„Jeder ist seines Glückes Schmied“ – so appelliert eine altbekannte Lebensweisheit. Dies gilt nicht nur im Privatleben, sondern lässt sich mindestens genauso gut auf den beruflichen Kontext übertragen. In der heutigen Arbeitswelt liegen beruflicher Erfolg und das Erreichen eigener Karriereziele stärker denn je in der eigenen Hand. Aktuelle Entwicklungen am Arbeitsmarkt, etwa die Zunahme des Dienstleistungssektors, neugeschaffene Arbeitsstellen und flachere Hierarchien, haben heutzutage vielfältigere Karriereverläufe zur Folge. Dies zeigt sich etwa in einem häufigen Wechsel in unterschiedliche Positionen innerhalb und außerhalb des eigenen Arbeitsplatzes.

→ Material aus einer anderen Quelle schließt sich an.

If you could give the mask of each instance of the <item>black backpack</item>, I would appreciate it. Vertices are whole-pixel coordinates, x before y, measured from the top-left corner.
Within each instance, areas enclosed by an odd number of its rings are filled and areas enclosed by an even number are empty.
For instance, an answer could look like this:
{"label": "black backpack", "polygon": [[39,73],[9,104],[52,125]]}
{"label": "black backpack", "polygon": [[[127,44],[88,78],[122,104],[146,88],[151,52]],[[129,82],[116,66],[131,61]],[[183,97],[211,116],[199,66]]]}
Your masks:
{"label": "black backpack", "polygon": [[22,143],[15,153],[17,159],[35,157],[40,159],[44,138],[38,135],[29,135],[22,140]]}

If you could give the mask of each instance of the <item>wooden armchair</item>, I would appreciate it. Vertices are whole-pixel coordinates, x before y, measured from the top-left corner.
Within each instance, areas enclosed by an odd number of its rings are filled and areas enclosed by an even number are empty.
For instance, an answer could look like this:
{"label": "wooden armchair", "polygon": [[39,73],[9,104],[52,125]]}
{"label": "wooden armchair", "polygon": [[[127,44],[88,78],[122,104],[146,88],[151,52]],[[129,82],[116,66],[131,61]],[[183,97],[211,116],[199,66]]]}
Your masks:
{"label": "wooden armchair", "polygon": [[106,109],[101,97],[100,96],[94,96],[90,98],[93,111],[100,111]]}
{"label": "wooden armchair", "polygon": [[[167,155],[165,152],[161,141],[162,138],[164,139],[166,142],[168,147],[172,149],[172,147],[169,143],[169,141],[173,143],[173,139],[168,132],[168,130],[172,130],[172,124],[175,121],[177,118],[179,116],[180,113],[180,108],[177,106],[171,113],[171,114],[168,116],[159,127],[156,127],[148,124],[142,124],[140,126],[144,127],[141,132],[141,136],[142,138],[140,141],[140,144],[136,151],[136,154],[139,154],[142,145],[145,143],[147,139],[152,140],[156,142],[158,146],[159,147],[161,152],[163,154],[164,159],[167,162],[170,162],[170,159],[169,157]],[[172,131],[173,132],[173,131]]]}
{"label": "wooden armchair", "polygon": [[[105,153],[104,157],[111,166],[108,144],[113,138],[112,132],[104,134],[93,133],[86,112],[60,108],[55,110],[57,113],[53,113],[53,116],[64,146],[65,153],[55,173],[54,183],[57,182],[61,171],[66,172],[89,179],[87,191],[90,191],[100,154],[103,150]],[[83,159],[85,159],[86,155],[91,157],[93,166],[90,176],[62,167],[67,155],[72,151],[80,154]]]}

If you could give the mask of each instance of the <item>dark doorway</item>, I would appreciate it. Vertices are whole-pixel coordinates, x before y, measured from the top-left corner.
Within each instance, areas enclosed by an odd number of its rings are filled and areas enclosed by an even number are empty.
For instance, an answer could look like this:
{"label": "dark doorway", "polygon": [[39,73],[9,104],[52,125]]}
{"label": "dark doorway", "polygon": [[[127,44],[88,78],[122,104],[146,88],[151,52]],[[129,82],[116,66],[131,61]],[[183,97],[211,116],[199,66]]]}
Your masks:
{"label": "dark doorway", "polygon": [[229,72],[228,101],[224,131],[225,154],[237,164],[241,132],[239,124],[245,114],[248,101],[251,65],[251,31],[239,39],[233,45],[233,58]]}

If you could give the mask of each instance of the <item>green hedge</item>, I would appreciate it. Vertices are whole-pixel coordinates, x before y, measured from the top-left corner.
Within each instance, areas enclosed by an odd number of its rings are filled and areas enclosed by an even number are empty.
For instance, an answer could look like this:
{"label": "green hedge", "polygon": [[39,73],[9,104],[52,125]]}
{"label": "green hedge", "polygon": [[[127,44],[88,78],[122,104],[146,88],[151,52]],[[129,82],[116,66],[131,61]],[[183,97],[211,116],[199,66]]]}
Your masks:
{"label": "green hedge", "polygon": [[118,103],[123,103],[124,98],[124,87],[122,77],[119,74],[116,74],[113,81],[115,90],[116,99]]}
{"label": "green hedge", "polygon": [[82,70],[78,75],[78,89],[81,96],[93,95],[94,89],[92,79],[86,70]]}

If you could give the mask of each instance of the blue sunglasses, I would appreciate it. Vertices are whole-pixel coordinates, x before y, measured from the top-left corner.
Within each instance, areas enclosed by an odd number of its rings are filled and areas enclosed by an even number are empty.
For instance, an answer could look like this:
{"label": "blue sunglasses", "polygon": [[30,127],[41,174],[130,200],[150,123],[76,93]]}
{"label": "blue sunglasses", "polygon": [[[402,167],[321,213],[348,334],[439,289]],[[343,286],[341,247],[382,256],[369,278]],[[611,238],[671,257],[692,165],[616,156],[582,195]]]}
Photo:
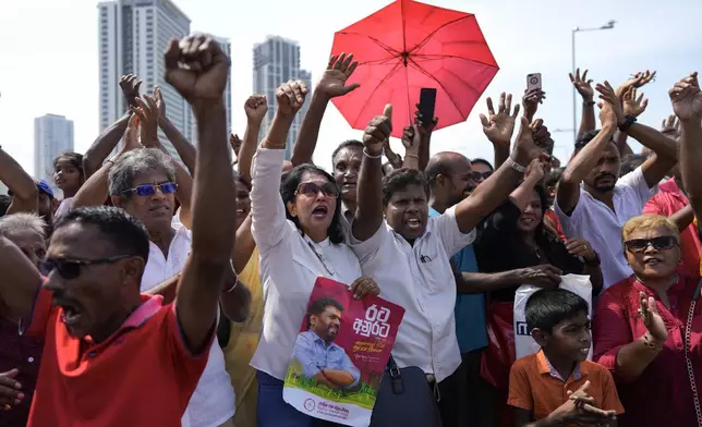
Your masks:
{"label": "blue sunglasses", "polygon": [[123,194],[134,193],[137,196],[153,196],[156,194],[156,188],[160,190],[164,194],[175,193],[178,190],[178,184],[174,182],[165,182],[161,184],[142,184],[137,185],[135,188],[129,188],[122,192]]}

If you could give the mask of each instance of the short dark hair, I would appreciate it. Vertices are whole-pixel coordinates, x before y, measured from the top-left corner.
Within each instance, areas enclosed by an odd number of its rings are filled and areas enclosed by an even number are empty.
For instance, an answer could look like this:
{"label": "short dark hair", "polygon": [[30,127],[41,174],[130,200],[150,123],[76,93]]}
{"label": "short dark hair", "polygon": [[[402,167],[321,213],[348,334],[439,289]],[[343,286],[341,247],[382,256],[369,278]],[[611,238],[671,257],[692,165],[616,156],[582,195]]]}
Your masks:
{"label": "short dark hair", "polygon": [[564,320],[576,317],[579,313],[589,313],[588,302],[574,292],[565,289],[542,289],[534,292],[524,309],[526,328],[538,328],[553,332],[554,327]]}
{"label": "short dark hair", "polygon": [[347,139],[342,142],[341,144],[339,144],[337,148],[334,149],[334,152],[331,152],[331,166],[335,166],[334,160],[337,158],[337,155],[339,154],[339,151],[349,147],[363,149],[364,146],[363,146],[363,143],[358,139]]}
{"label": "short dark hair", "polygon": [[[290,171],[290,173],[286,175],[286,178],[282,180],[282,183],[280,184],[280,197],[282,197],[282,203],[283,205],[286,205],[286,216],[295,224],[295,227],[300,231],[302,231],[302,229],[300,228],[300,220],[295,217],[292,217],[288,211],[288,202],[293,202],[295,199],[295,192],[298,191],[298,187],[302,182],[302,175],[304,175],[305,172],[322,175],[332,185],[337,185],[337,182],[329,174],[329,172],[311,163],[296,166]],[[337,209],[334,212],[334,218],[331,219],[331,223],[327,229],[327,234],[329,235],[329,241],[331,243],[339,244],[343,242],[343,233],[341,231],[341,222],[339,220],[339,216],[341,215],[341,197],[337,197],[336,207]]]}
{"label": "short dark hair", "polygon": [[473,160],[471,160],[471,163],[483,163],[486,167],[488,167],[491,171],[495,171],[495,168],[493,167],[493,163],[491,163],[489,161],[487,161],[487,160],[485,160],[483,158],[480,158],[480,157],[476,157]]}
{"label": "short dark hair", "polygon": [[548,178],[546,178],[546,186],[556,186],[556,184],[558,184],[558,181],[560,181],[560,176],[562,176],[566,168],[552,169],[552,171],[548,172]]}
{"label": "short dark hair", "polygon": [[327,307],[334,307],[338,309],[339,312],[343,313],[343,306],[341,303],[336,301],[335,298],[319,298],[315,300],[310,304],[310,308],[307,308],[307,329],[312,326],[312,321],[310,320],[313,315],[318,316],[324,312]]}
{"label": "short dark hair", "polygon": [[619,164],[619,178],[626,175],[629,172],[633,172],[638,167],[643,164],[644,161],[649,159],[644,155],[637,155],[637,154],[630,154],[626,155],[621,159],[621,163]]}
{"label": "short dark hair", "polygon": [[438,175],[448,176],[451,174],[451,167],[449,163],[450,162],[445,159],[437,159],[435,161],[429,160],[428,164],[424,169],[424,175],[426,176],[426,182],[429,186],[434,185]]}
{"label": "short dark hair", "polygon": [[59,218],[53,230],[68,227],[74,222],[95,225],[100,233],[117,248],[119,254],[134,255],[148,263],[148,233],[144,223],[137,218],[113,206],[88,206],[71,210]]}
{"label": "short dark hair", "polygon": [[12,197],[5,194],[0,194],[0,217],[3,217],[8,212],[11,204]]}
{"label": "short dark hair", "polygon": [[429,184],[423,172],[409,168],[396,169],[383,178],[383,206],[388,206],[392,195],[409,185],[423,187],[426,197],[429,196]]}
{"label": "short dark hair", "polygon": [[78,170],[81,179],[85,179],[83,171],[83,155],[75,151],[63,151],[53,159],[53,169],[59,164],[59,159],[66,159],[75,169]]}

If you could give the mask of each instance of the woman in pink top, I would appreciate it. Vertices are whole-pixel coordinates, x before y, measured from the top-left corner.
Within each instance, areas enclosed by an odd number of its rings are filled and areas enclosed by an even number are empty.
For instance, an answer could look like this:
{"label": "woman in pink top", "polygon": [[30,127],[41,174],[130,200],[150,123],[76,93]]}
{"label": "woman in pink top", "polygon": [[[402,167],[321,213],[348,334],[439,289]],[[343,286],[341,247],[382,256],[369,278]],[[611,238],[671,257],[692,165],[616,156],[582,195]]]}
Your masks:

Solche sogenannten „grenzenlosen Karrieren“ 1) forcieren, dass Berufstätige ihre eigenen beruflichen Laufbahnen flexibel modifizieren und selbstverantwortlich gestalten können – und dies auch müssen.

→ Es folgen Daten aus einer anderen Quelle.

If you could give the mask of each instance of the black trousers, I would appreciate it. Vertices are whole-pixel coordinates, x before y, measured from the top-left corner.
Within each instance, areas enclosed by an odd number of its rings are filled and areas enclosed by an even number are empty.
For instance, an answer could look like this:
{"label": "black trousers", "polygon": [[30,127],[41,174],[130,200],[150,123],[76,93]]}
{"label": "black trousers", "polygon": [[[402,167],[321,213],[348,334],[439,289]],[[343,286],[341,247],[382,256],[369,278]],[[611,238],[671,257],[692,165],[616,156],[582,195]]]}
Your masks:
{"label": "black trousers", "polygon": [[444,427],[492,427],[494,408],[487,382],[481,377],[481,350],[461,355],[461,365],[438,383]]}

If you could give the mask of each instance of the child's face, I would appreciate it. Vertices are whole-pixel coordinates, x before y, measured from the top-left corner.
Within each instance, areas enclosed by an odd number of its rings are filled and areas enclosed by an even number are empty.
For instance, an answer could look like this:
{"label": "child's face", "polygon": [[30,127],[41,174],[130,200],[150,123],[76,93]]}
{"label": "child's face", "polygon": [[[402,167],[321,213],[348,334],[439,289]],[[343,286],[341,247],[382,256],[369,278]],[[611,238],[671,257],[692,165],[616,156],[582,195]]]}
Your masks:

Für Arbeitgeber bedeutet diese Entwicklung umgekehrt, dass ein verstärkter Aufwand betrieben werden muss, um gute Mitarbeiter zu finden und diese auch langfristig an das Unternehmen zu binden. In Zeiten des Fachkräftemangels ist es daher insbesondere für Personaler von zentraler Bedeutung, an qualifizierte Kandidaten zu gelangen. In Zusammenhang mit diesen aktuellen Herausforderungen der heutigen Arbeitswelt ist ein Begriff mittlerweile in aller Munde: Vitamin B. Persönliche soziale Kontakte gelten bei vielen als eine Art Wunderwaffe, welche sowohl die Jobsuche als auch Karrieresprünge erleichtern. Laut einer Studie des Instituts für Arbeitsmarkt- und Berufsforschung (IAB) werden in Deutschland rund 40 % der offenen Stellen durch Beziehungen vergeben. Doch wie gelingt erfolgreiches Networking und wie können Beschäftigte und Arbeitgeber davon profitieren?

I. Was verbirgt sich hinter dem Begriff Networking?

Networking meint alle Verhaltensweisen, die dazu dienen, informelle Beziehungen aufzubauen und diese auch aufrecht zu erhalten. Berufliches Networking zielt auf das Kontakteknüpfen mit Arbeitskollegen, Vorgesetzten oder auch mit Personen anderer Unternehmen ab. Soziale Kontakte innerhalb eines Netzwerks bezeichnet die soziale Netzwerkforschung als Sozialkapital, d. h. eine Ressource, welche einerseits die Vielfalt und Verbundenheit von sozialen Beziehungen umfasst und andererseits die Position betrachtet, welche eine Person innerhalb eines sozialen Netzwerks einnimmt. 2) Bereits das Socializing beim gemeinsamen Mittagessen oder die Teilnahme an firmeninternen Aktivitäten und Feiern sind gängige Beispiele für Networking am Arbeitsplatz. Aber auch externe öffentliche Veranstaltungen bieten optimale Gelegenheiten zum Netzwerken.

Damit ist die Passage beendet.